(ots) - Vertrauen ist gut, Kontrolle ist besser. Angela
Merkel, die in der DDR aufgewachsene Pfarrerstochter mit
marxistischer Grundausbildung, verfährt offenbar nach dem
Grundprinzip des umstrittenen Sowjet-Revolutionärs Wladimir Iljitsch
Lenin. Die Unterhändler von Union und SPD verhandeln hart, aber mit
nur mäßigen Erfolgen. Vor allem aber verfahren die künftigen
Groß-Koalitionäre nach dem Motto Wünsch-Dir-was. Bereits jetzt
summieren sich die Mehrausgaben, die zu Papier gebracht wurden, auf
eine erkleckliche zweistellige Milliardensumme. Einsparen war
gestern. Wir sind so frei. Um dem Drang zum großen Geldausgeben
wenigstens etwas Einhalt zu gebieten, hat Merkel die
Unions-Unterhändler vergangene Woche zum Rapport einbestellt. Und bei
der morgigen Spitzenrunde von Schwarz und Rot in Berlin soll
gleichfalls versucht werden, Dämme zu errichten - gegen allzu
sorgloses Verpulvern von Steuergeldern. Merkel und die Union stehen
in dieser Frage noch weit mehr in der Pflicht als die SPD. CDU und
CSU haben auf den Marktplätzen der Republik verkündet, die nächste
Regierung komme ohne zusätzliche Steuern aus. Daran müssen sie sich
nun messen lassen. Gleichzeitig standen freilich allerlei Wohltaten
im Unions-Programm, die allein mit über 30 Milliarden Euro zu Buche
schlagen würden. Wenn sie denn kommen. Ob die Union beides kann -
einerseits das Füllhorn aufhalten und andererseits die Bürger nicht
zu schröpfen -, wird für Merkel, Seehofer und Co. eine Frage der
Glaubwürdigkeit. Denn Gabriel und der SPD kommt diese finanzielle
Bredouille gar nicht ungelegen. Sie winken mit dem schlichten
Hinweis, Steuererhöhungen müssten halt sein. Bei all dem
schwarz-roten Geschacher der letzten Wochen - um den Kurs der
künftigen Koalition in Berlin, ums Geldausgeben, um kleine Siege für
die eigene Klientel - gerät völlig aus dem Blick, was von dieser
großen Koalition erwartet wird: Große und nachhaltig tragfähige
Lösungen für die Fragen der Zukunft unseres Landes. Vielleicht sogar
Visionen für ein besseres, gerechteres, sicheres Zusammenleben in
Deutschland, Europa und der Welt. Dass sich die Groß-Koalition
bereits jetzt jedoch aufs Klein-Klein beschränkt, ist ernüchternd. Um
größeren Streit zwischen den Regierungspartnern in spe zu vermeiden,
haben beide die Spendierhosen angezogen. Aber das kann nicht gut
gehen. Wie wenig bei Schwarz-Rot zusammenpasst, sieht man nicht nur
beim zähen Gewürge um Mindestlohn, Pkw-Maut, Doppelpass,
Steuererhöhungen oder Mütterrente, sondern auch bei der urplötzlich
von CSU-Chef Horst Seehofer losgetretenen Debatte ums Kindergeld.

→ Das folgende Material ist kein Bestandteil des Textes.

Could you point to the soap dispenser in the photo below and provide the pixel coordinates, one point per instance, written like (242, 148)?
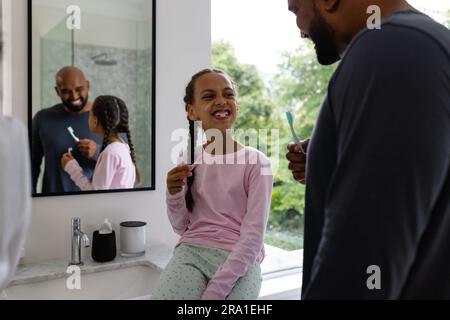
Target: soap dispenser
(104, 243)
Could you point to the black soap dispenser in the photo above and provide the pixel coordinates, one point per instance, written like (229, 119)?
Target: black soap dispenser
(104, 243)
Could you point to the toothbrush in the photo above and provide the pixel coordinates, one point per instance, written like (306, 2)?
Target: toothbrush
(290, 119)
(70, 129)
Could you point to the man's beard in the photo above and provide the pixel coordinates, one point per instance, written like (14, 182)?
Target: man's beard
(322, 34)
(76, 108)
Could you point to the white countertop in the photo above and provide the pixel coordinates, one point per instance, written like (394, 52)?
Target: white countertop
(156, 256)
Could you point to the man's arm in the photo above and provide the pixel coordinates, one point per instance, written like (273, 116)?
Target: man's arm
(393, 156)
(37, 152)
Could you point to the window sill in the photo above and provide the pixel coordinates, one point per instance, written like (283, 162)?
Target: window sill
(282, 274)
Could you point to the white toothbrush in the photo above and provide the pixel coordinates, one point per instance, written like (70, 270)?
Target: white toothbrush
(70, 129)
(290, 119)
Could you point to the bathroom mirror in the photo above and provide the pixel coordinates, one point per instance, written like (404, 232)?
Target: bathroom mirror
(113, 43)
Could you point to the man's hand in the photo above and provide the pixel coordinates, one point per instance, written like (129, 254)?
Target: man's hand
(297, 160)
(176, 178)
(66, 157)
(87, 148)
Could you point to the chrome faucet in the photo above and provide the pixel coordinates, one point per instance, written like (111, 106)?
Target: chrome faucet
(77, 237)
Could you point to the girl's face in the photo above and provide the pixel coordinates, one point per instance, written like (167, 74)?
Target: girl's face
(214, 102)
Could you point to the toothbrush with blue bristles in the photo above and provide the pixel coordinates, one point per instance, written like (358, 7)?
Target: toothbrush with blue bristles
(290, 119)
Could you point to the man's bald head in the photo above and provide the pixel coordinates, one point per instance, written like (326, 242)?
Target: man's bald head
(73, 89)
(332, 24)
(69, 72)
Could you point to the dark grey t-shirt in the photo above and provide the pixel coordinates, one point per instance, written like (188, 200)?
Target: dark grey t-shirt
(51, 139)
(378, 173)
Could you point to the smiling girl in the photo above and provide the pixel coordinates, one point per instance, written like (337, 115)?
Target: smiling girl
(218, 207)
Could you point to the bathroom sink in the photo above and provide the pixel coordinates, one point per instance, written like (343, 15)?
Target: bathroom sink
(134, 282)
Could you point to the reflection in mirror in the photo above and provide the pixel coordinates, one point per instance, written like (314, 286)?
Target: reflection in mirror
(91, 108)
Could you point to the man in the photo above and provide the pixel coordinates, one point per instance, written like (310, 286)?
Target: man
(51, 138)
(377, 216)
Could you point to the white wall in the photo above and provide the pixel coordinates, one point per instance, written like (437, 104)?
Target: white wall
(183, 47)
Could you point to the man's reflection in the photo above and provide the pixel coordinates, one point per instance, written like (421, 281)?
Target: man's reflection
(51, 137)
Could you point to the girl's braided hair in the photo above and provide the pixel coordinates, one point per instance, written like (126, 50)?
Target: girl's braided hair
(112, 113)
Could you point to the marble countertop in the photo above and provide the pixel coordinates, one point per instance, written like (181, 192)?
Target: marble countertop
(156, 256)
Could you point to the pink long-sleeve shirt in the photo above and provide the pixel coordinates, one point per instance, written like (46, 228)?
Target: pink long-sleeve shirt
(231, 208)
(114, 170)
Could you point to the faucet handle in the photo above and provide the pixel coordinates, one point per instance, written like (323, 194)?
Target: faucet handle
(87, 242)
(76, 223)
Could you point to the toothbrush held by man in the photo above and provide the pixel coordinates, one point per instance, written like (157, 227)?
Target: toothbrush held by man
(297, 153)
(87, 148)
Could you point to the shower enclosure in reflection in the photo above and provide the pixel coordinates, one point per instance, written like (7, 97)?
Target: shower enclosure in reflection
(113, 47)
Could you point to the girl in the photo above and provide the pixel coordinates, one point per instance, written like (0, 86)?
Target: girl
(116, 164)
(219, 209)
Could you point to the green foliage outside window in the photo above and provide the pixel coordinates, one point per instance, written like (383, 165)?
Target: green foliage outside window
(300, 85)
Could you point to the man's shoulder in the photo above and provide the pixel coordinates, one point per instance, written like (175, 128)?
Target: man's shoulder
(57, 108)
(402, 32)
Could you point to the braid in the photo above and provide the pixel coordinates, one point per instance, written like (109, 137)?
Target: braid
(107, 128)
(123, 126)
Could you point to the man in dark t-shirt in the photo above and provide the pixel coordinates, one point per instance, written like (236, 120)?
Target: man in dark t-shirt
(51, 138)
(377, 214)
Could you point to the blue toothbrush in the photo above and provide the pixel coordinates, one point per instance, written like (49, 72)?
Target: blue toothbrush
(290, 119)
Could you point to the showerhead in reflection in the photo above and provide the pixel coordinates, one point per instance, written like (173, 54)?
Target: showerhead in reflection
(103, 59)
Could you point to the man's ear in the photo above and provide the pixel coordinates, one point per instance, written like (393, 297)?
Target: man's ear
(328, 5)
(192, 115)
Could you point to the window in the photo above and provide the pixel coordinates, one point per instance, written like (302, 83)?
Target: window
(257, 42)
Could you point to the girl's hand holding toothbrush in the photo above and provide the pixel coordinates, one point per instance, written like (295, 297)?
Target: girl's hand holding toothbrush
(297, 159)
(66, 157)
(176, 178)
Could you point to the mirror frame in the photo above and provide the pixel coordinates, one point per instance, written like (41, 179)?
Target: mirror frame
(153, 111)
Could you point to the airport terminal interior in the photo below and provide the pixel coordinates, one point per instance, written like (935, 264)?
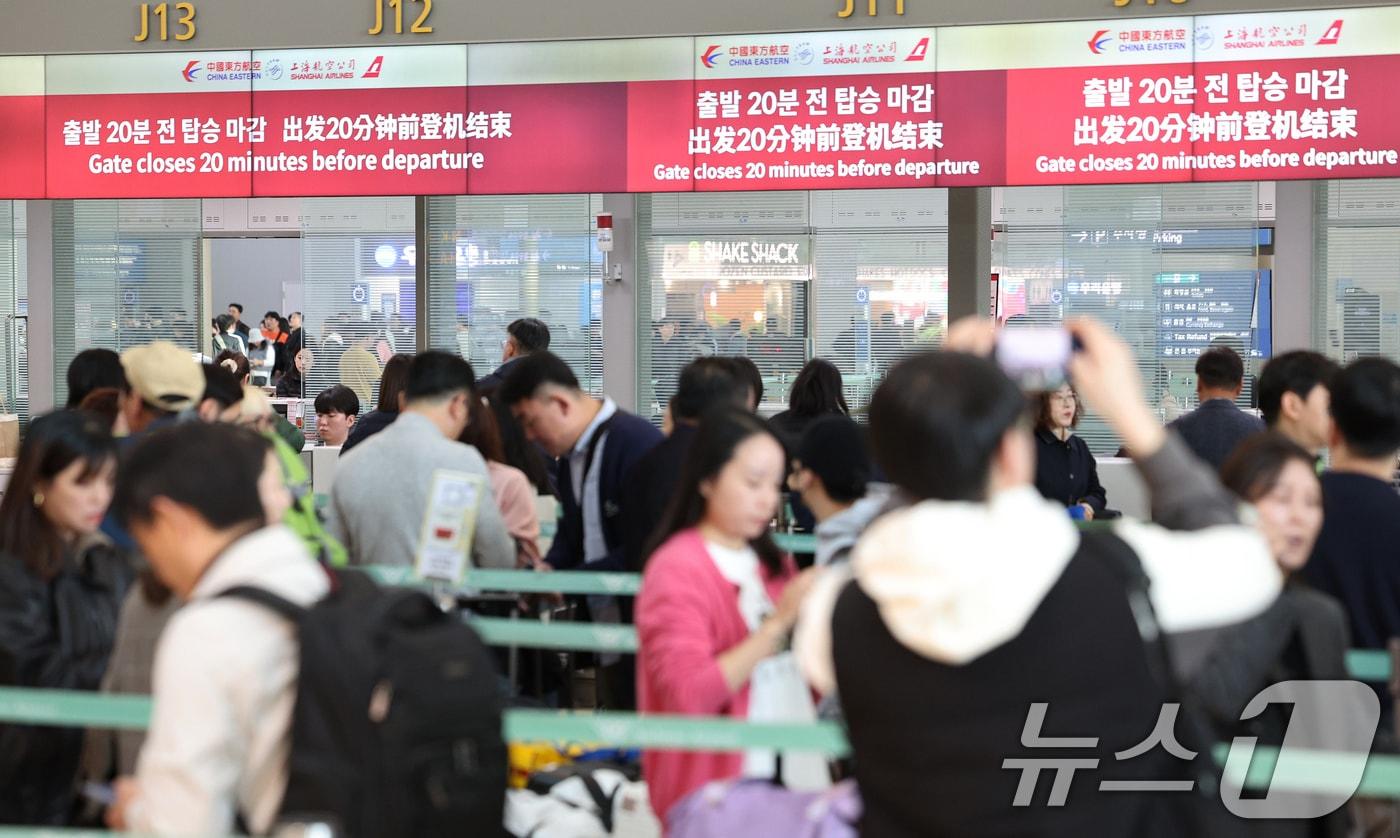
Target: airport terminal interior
(819, 420)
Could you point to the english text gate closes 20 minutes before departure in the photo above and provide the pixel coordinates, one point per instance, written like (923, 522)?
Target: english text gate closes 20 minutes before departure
(1159, 100)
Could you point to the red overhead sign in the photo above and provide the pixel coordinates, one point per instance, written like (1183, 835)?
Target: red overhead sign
(1159, 100)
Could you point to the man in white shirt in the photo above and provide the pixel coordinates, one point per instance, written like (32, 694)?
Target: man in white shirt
(226, 670)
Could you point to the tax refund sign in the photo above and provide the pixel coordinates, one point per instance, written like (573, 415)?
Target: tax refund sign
(1252, 97)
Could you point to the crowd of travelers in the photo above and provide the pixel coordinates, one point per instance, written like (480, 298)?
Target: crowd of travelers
(158, 529)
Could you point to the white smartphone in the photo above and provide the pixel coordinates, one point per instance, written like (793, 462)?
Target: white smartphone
(1036, 358)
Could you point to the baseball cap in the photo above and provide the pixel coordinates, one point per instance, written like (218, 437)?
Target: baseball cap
(164, 375)
(833, 448)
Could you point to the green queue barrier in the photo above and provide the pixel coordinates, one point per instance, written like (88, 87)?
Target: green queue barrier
(567, 637)
(595, 582)
(1302, 771)
(1369, 665)
(574, 582)
(1362, 665)
(66, 708)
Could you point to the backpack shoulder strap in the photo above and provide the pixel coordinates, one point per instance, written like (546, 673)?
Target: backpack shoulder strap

Zwar hatte die Union mehr Geld für Kinder flott in ihr Programm
geschrieben, doch - was schert mich mein Geschreibsel vor der Wahl! -
hat der flotte Seehofer diesen, eigentlich wenig strittigen Punkt
infrage gestellt. Die Begründung für seinen Schwenk ist obendrein
scheinheilig. Alle Wahlversprechen der Union stünden unter
Finanzierungsvorbehalt, meint der Bayer. Mit dem gleichen Argument
müsste die Union allerdings auch Mütterrente oder Betreuungsgeld zur
Disposition stellen. Oder will der CSU-Chef mit seinem Vorstoß etwas
ganz anderes bewirken? Etwa SPD und CDU(!) dazu drängen, auf gar
keinen Fall Abstriche am Betreuungsgeld vornehmen und die Mütterrente
passieren zu lassen? Es geht zu wie auf einem Basar. Es wird
getrickst, gedroht, gefälscht und gefeilscht. Uns alle könnte das
jedoch noch teuer zu stehen kommen.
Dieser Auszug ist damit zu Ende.